Tuesday, March 19, 2024

THREATS FROM NORTH KOREA: North Korea's Kim oversees artillery drills

 

North Korean leader Kim Jong Un has overseen a series of firing drills by artillery units in the west of the country, state-run KCNA news agency said Tuesday.

The announcement came amid tensions with Seoul and Washington, as US Secretary of State Antony Blinken visits South Korea and after the allies wrapped up one of their major annual joint military training exercises.

The exercises have prompted angry retorts and live-fire drills from nuclear-armed Pyongyang, which routinely condemns all such exercises as rehearsals for invasion.

This time, Blinken's visit appeared to be adding fuel to the fire. The artillery drills were announced a day after Seoul said the North fired three short-range ballistic missiles, described by analysts as a calculated move to grab attention during Blinken's stop in the South.

The drills involved "super-large multiple rocket launchers," according to a report from the state-run KCNA news agency.

When the order was given, it said, the soldiers "simultaneously fired the gun of annihilation".

"Massive shells of super-large multiple rocket launchers, which were fired from the sharp gun barrels like lava, flew to the target with the flame of annihilating the enemy," it said.

The drills also featured a simulation of an "air explosion of a shell of" a super-large multiple rocket launcher, the report continued.

Blinken is attending the third Summit for Democracy and met with President Yoon Suk Yeol in Seoul early Monday.
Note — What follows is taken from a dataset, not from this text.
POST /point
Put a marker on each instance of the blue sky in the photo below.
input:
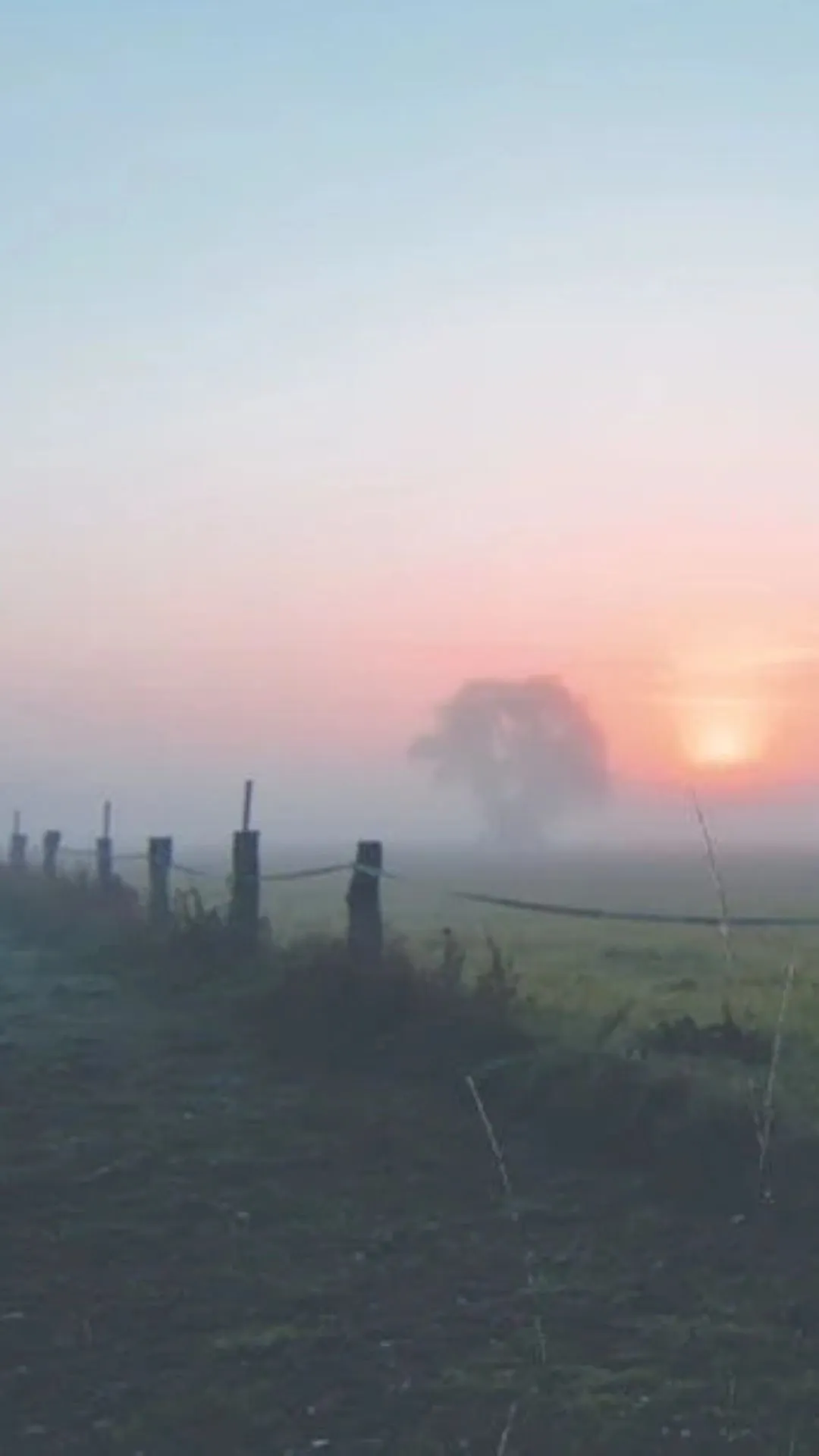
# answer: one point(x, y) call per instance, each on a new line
point(390, 325)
He is also meeting his South Korean counterpart on the sidelines of the event, for discussions now likely to be dominated by the allies' efforts to counter threats from the North.
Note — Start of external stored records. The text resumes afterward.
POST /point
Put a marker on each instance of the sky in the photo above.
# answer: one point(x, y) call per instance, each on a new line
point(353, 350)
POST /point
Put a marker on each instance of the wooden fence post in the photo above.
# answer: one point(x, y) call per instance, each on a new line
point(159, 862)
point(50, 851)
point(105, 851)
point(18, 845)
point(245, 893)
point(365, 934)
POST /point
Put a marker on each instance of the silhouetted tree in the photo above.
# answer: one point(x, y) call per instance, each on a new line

Seoul is one of Washington's key regional allies, and the United States has stationed about 27,000 American soldiers in the South to help protect it against the North.

Pyongyang this month warned that Seoul and Washington would pay a "dear price" over their military exercises, and later announced that Kim had guided an artillery unit it says was capable of striking the South Korean capital.

Monday's ballistic missile test was the North's second this year, after Pyongyang launched one tipped with a manoeuvrable hypersonic warhead on January 14.